Feb 4, 2008
The following is a letter The Spark received from a prisoner in Indiana.
Your article in the December issue, “U.S. Military: Thousands of less than honorable discharges” was exceptionally good. However it failed to bring out some other facts about our military and judicial system. For example:
I am a Vietnam vet, well decorated, having served two tours of combat duty in Vietnam with the first Air Cavalry Seventh Division. I came home suffering from PTSD and ended up in prison serving a double life sentence. I have been in prison for 37 years now.
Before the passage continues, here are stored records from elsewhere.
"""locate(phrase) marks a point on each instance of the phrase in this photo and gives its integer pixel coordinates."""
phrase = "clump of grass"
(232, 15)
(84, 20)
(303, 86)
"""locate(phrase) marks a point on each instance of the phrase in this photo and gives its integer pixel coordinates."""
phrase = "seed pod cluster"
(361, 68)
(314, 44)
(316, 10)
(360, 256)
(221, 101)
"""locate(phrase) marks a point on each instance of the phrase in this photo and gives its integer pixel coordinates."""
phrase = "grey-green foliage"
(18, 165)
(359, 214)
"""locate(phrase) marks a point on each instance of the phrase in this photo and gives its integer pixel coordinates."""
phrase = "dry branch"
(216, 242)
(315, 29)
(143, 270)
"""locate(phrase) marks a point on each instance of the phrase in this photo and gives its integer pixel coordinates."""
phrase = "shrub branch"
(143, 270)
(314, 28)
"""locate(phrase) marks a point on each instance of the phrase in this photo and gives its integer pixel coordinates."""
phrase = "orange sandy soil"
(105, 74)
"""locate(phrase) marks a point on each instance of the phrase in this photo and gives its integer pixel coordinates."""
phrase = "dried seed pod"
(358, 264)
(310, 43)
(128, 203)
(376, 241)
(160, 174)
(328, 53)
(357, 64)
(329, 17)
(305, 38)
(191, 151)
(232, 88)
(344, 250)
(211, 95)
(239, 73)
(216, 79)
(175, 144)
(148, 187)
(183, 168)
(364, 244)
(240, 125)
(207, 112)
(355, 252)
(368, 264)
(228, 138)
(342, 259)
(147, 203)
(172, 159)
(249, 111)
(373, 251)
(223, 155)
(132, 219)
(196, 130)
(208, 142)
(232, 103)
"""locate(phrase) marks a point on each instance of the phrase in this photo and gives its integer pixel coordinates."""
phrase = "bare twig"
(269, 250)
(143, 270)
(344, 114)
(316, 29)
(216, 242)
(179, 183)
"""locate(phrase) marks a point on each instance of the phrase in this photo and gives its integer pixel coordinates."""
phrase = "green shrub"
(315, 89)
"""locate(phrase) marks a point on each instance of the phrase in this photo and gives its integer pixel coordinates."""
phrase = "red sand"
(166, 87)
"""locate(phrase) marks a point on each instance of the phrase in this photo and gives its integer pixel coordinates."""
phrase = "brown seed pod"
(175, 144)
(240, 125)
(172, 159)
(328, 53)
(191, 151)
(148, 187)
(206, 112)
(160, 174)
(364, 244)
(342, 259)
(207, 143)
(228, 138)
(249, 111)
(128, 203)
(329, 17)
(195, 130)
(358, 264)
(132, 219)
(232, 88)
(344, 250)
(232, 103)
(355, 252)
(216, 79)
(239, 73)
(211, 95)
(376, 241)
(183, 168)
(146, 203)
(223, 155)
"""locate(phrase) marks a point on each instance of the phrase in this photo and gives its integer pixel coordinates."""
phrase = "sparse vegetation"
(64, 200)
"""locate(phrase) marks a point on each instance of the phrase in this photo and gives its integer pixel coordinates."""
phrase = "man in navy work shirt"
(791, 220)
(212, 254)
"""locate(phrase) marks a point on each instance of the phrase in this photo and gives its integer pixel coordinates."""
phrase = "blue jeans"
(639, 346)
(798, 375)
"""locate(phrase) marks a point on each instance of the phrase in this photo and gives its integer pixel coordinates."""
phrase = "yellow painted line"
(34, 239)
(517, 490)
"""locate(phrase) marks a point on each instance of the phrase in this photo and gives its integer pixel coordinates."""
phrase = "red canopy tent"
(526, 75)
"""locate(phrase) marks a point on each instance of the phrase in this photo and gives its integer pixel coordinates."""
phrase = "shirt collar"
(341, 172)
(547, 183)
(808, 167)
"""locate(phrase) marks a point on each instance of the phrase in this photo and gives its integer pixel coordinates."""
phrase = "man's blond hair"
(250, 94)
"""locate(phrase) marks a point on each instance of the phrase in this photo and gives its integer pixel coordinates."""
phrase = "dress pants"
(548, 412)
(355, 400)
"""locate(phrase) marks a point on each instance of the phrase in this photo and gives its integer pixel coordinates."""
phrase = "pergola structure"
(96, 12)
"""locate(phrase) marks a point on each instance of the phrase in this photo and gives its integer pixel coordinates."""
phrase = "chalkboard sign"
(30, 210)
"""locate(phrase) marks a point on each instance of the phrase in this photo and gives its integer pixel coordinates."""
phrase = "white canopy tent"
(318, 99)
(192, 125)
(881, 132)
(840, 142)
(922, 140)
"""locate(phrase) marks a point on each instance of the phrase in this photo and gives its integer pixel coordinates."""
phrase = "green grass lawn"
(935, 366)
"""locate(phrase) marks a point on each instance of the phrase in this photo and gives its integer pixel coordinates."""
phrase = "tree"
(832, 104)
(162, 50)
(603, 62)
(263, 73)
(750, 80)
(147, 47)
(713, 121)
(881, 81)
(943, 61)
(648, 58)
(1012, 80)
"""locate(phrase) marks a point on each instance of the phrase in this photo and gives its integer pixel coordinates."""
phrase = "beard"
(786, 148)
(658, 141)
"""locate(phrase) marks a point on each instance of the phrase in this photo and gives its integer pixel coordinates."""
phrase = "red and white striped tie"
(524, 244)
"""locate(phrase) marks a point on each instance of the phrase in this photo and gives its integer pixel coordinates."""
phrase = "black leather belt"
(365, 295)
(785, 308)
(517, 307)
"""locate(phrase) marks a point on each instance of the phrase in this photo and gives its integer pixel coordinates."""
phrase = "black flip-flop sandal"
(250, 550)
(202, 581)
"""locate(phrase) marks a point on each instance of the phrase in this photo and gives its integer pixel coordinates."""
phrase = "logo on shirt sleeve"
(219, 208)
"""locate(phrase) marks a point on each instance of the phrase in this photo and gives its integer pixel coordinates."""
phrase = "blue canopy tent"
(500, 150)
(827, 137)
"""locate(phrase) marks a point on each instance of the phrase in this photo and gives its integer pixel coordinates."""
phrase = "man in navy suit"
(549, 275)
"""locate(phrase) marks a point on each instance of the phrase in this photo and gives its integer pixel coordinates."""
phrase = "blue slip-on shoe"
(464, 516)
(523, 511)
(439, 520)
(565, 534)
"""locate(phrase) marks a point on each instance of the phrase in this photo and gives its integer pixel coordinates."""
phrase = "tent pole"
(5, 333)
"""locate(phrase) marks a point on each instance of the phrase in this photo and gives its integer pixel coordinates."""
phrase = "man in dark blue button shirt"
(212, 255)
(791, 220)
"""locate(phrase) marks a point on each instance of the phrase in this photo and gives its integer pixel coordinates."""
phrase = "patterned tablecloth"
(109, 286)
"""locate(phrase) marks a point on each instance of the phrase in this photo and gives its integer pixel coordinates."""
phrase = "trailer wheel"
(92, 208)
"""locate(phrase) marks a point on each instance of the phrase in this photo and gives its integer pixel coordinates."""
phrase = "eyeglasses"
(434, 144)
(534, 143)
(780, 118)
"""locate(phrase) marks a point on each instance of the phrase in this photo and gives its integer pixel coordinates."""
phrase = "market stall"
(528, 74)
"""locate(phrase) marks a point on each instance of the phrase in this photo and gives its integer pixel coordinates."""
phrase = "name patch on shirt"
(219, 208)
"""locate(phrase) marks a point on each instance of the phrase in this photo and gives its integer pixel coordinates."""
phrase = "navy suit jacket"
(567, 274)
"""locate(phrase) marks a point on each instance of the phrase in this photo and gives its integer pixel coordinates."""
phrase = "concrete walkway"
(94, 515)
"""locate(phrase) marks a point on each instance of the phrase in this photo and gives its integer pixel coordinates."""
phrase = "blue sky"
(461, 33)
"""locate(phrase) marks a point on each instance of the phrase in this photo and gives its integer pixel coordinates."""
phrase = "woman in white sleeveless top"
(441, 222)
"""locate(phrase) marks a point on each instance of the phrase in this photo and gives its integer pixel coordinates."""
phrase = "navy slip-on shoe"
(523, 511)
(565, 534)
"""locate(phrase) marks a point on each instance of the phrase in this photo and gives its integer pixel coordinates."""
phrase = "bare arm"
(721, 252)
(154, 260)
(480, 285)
To make a long story short, it was not until the mid 1980s that, due to my wife and her dedication in seeking out the truth, it was discovered that at the time of my discharge from the military, I was, in fact, suffering from chronic PTSD, and everything you said in your article was an accurate description of what I was going through. The self medication, drug addition and alcoholism. It was while suffering from PTSD that I got into a shoot-out with police and, applying my military training, I ended up killing two of them. Please, I am not trying to excuse my actions, merely attempting to point out just how misunderstood the seriousness of the effects of PTSD are. I want to warn our society of what to expect with all the men returning from Iraq and Afghanistan, in hopes that they will receive the medical care and psychological counseling that the Vietnam vets failed to receive.
When it was discovered my crime was done under the effects of PTSD, we filed an appeal with the courts. After waiting five years with no decision, I had to file a writ of habeas corpus, to force the local court to hand down a ruling. The federal court gave them 90 days to rule; on the 90th day they ruled against me – saying I had taken too long to file.
So here I sit, 37 years later, still no justice given to me, forced to spend the rest of my life behind bars merely because the Indiana justice system fails to see just how serious PTSD is. Having served my country faithfully and with honor, having shown I had never been in any trouble whatsoever until my return from Vietnam, all of which has made no difference to our judicial system.
I can’t help but ask what is in store for our Iraq and Afghanistan veterans. Obviously they cannot expect any help from our government, when even local governments demonstrate their lack of concern.
Just like the Vietnam vets, they too will be used up and then tossed to the side – homeless, jobless and yes, no doubt many will turn to crime. Look at the statistics of those Vietnam vets in our prison system now.